The higher the rank, the higher the vulnerability of the network. The current champion of vulnerability is the city of Potsdam. The result matches my real world knowledge of the place. The most probelmatic edge in the network is close to a single (and quite steep) bridge right next to the main station. If something happens there, the city will be split into two (in terms of public transportation). The city I was being in late for work ranks also quiete high, but not as high as I would have expected.

Now, the more detailed results for the networks, ranked by vulnerability.

Critical Evaluation

At the moment the data are still incomplete (at this point I have 13 out of 80 cities covered; 13 because the two cities of Bochum and Gelsenkirchen share a network). I will add them in the future the achieve a more accurate understanding. It is quite possible, that there a correlations between the size of the cities/networks and the robustnessness of the networks. But in order to investigate this any further, I am going to need more data.

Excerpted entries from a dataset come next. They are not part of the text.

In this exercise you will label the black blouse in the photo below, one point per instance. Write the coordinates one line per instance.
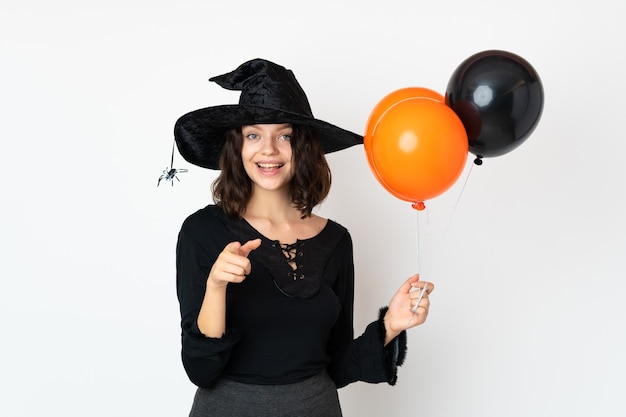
(283, 324)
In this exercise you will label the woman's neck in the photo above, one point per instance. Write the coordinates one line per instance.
(271, 205)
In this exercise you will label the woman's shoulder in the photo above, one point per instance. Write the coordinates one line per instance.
(209, 215)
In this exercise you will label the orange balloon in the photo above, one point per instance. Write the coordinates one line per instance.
(418, 149)
(382, 106)
(393, 98)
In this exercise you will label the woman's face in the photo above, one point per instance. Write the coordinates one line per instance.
(267, 156)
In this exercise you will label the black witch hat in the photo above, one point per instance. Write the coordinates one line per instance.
(270, 93)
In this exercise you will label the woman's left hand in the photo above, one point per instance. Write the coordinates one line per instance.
(408, 307)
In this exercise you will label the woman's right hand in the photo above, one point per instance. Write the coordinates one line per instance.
(232, 264)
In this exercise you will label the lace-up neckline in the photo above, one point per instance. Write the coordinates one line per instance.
(297, 267)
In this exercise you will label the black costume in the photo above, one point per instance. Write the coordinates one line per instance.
(283, 325)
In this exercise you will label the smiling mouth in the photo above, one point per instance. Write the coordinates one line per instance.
(269, 166)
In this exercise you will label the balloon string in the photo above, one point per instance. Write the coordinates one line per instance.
(443, 238)
(419, 252)
(456, 205)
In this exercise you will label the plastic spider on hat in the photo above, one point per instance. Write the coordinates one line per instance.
(171, 174)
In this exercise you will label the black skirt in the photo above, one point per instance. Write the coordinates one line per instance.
(313, 397)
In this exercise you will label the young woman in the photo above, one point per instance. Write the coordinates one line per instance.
(265, 285)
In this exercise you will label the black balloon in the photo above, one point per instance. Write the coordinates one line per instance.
(499, 98)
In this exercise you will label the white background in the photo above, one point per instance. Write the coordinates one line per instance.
(526, 250)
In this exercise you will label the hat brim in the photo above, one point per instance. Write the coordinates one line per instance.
(200, 134)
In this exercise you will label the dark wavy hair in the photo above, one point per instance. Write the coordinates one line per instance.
(309, 186)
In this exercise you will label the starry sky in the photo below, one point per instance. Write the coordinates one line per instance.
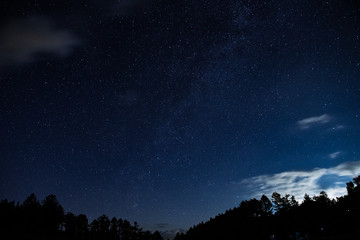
(170, 112)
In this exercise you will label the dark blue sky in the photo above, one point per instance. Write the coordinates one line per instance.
(170, 112)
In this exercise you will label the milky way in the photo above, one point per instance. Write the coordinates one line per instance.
(170, 112)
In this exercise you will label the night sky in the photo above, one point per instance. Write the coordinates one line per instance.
(169, 112)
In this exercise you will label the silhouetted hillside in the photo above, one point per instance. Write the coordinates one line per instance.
(46, 220)
(284, 218)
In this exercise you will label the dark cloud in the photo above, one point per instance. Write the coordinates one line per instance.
(23, 39)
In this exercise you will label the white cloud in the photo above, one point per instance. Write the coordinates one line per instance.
(298, 183)
(21, 40)
(311, 121)
(334, 154)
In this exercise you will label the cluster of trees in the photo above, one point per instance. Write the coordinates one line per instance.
(282, 217)
(47, 220)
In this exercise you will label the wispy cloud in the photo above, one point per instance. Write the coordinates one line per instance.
(312, 121)
(334, 154)
(332, 180)
(23, 39)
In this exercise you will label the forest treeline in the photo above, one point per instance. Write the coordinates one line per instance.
(282, 217)
(46, 220)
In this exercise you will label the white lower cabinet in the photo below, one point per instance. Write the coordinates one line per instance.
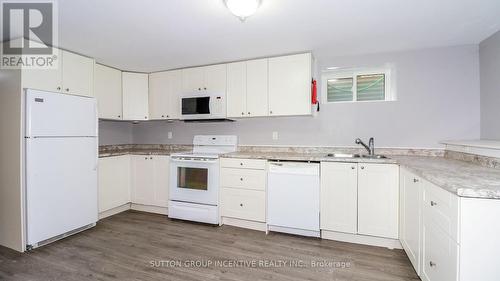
(150, 180)
(440, 254)
(114, 182)
(360, 198)
(378, 200)
(410, 216)
(243, 204)
(339, 197)
(243, 191)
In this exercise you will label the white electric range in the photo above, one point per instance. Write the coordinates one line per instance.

Another issues that will probably arise is indicated by the network of Halle and Bochum/Gelsenkirchen. They are in fact two city-networks connected by a thin line (Halle is connected to neighboring Merseburg), which somewhat artificially increases their vulnerability. I might have to adress this issue more spohisticated measures. The coefficient wCO is designed to deal with this problem, but it is clearly insufficient in its current state.

This is the first release of this project in the spirit of a minimum vialble product. I intend to add data and to pursue it further in the future.